Cierta noche me encontraba en Boca do Acre, en plena selva amazónica, en la celebración de una comunidad eclesial de base. Doña Raimunda, madre de seis hijos, cuyo marido se había ido a la Transamazónica en busca de trabajo -donde estuvo cuatro años sin dar señales de vida (y ella supo que él había constituido allá otra familia)-, dijo en la misa, en el momento de la oración de los fieles: «Quiero agradecer a Dios por haberme dado otro marido que es un padre bondadoso para mis hijos». Doña Raimunda se unió a otro hombre que la ayudaba en la sobrevivencia y en la educación de los hijos en una situación de extrema penuria. ¿Debería decirle que no se acercara a la mesa eucarística? En aquel momento el papa Juan Pablo II, de visita en Chile, daba la comunión al general Pinochet.
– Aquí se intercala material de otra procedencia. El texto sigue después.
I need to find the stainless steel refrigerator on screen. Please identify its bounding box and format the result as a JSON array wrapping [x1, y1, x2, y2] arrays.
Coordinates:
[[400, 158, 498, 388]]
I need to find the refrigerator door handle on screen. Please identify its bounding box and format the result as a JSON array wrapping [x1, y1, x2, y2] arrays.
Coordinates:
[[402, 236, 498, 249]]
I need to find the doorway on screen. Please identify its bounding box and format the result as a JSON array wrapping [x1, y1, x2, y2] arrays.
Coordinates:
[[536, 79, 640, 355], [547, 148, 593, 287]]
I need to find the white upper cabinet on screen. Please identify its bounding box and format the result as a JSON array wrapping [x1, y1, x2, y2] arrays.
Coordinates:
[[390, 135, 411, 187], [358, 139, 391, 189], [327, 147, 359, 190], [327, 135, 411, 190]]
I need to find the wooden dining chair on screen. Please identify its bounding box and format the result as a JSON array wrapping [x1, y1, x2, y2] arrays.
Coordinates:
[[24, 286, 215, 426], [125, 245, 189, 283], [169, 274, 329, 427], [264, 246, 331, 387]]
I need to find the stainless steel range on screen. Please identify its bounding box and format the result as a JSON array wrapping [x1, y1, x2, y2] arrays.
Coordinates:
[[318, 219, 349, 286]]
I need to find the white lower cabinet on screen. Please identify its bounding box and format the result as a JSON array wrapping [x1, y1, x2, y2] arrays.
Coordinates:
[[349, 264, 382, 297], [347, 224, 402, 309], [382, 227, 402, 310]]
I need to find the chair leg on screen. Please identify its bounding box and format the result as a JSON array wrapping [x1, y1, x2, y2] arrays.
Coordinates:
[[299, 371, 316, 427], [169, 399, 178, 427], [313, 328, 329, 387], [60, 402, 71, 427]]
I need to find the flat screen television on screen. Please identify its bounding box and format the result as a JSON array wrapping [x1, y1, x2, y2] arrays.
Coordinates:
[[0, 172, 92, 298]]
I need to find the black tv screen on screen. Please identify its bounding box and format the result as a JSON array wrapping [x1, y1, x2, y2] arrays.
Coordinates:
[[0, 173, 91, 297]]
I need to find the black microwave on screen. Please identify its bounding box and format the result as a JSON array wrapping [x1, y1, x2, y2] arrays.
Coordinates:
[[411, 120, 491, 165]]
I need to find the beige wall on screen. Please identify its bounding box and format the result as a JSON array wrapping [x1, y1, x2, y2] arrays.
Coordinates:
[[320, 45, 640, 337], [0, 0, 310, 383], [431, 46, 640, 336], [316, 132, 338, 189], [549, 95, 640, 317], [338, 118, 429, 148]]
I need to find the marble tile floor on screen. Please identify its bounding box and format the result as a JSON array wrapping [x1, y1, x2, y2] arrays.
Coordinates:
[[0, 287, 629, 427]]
Querido papa: leo en la primera Carta de Juan que «Dios es Amor. Quien permanece en el amor, permanece en Dios y Dios permanece en él» (4,16). Esas personas que cité, y tantas otras que conozco, aman y por tanto Dios permanece en ellas. ¿Debo advertirles que no son amadas por la Iglesia y que, por lo mismo, tienen prohibido recibir el pan y el vino transustanciado en el cuerpo y en la sangre de Jesús, el Señor de la compasión y de la misericordia?

Frei Betto es escritor, autor, junto con Leonardo Boff, de «Mística y espiritualidad», entre otros libros.